1. From your knowledge and experience how have trade agreements and rules affected the four dimensions of food security (availability, access, utilization, stability)?
The issue is not to oppose trade and food security, but to discuss which trade rules are decreasing or increasing food security. It is about the priorities given to agriculture and trade policies. Trade should be put at its right place, not more, not less.
The fact is that the present international trade rules (GATT agreement signed in Marrakech, 1994) have failed. They have been formatting the agriculture policies of all WTO members from the 90es. Priority was given to the “competitiveness on international markets”, as we could see for example with the evolution of the European agriculture policy. To import more (the WTO rules impose to import at least 5% of consumption of each agricultural product, even if the country has surpluses), to export more was the new trend.

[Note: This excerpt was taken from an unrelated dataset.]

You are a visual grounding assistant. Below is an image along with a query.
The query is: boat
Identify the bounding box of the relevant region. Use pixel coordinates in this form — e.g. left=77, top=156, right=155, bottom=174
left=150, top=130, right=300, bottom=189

Food security should be the first priority of any agriculture policy. If it relies very much on import/export, it is vulnerable and can be put in danger in case of crisis. It is not the same to have food available coming from far away or coming from the region. The globalization of agricultural markets with the present international trade rules is working against food security because it is increasing dependency of people, regions, countries on international trade.
By putting all farmers competing on a global market, the present WTO rules put prices at the level of the lowest costs of production , or at the level of prices artificially low because of subsidies, and excludes many farmers from their own local/regional market. As we can see for example with the export of EU milk powder , chicken, grain,… ruining production capacities in Africa.
The WTO rules allow rich countries to continue their dumping: they just moved from export subsidies to direct decoupled subsidies put in a “green” box, which is nothing else as the whitewashing of dumping.
The abandonment of supply management policies, of public grain reserves and the financiarisation of agricultural markets have increased the volatility of agricultural prices, which is destabilizing agriculture and food security. When food prices are going suddenly up as in 2008, it is dramatic for rural and urban poors.
Indeed the WTO rules and the “Free” Trade Agreements (“F”TAs) have not only decreased food security or made it relying too much on import/export, they have decreased the capacities of the countries to develop appropriate policies for their food security. They have decreased food sovereignty. Power has moved to international companies benefiting first of international trade and using the huge differences in production costs, labour cost, environmental costs, and taxes.
2. What is your knowledge and experience with creating coherence between food security measures and trade rules? Can rights-based approaches play a role?
To create coherence between food security and trade rules, we have to change the present international trade rules and FTAs. There is no stable food security without food sovereignty. We need new trade rules based on the right of food sovereignty, which should be recognized at UNO.
Michel Buisson has developed a detailed proposal to be discussed (book in French: “conquérir la souveraineté alimentaire” http://www.editions-harmattan.fr/index.asp?navig=catalogue&obj=livre&no=41507)
Food sovereignty will deliver other priorities to agricultural policies and give new space to agricultural policies, putting trade at its right (still important) place. Countries or regional unions of countries would have the right to define their own agriculture policies, with a ban of any form of dumping regarding third countries (export at price below the production costs of exporting country).
For achieving food security, the priority of any agriculture policy should be to feed the population first with local/regional products and no more import/export. This would also respond to the climate and energy challenges by limiting transport on long distances. Trade remains important between regions/countries with surpluses (especially for grain) and regions/countries with deficit, but also to exchange specific products. Each region has specific products to exchange with other regions. To stabilize agricultural prices, markets should be organized, with the constitution of public grain reserves.
3. How can a food security strategy, including components that explicitly support small-scale farmers in agro-biodiverse settings, be implemented in ways that might be compatible with a global market-based approach to food security?
I agree with JM Boussard. It is impossible in the present WTO/”F”TAs framework. CFS report 2011 on price volatility and food security, reports of Olivier De Schutter UNO, FAO A.Sarris proposals of June 2009,….. demonstrate that the WTO trade rules of 1994 and the “liberalization “ of agriculture markets have failed to achieve food security; they have made the situation worse. And they increased other problems like climate change, biodiversity erosion, energy consumption.
We need a new approach, a new paradigm, new priorities which benefit populations instead of a few companies. Let us develop a local market-based approach to food security, keeping international trade at its right place.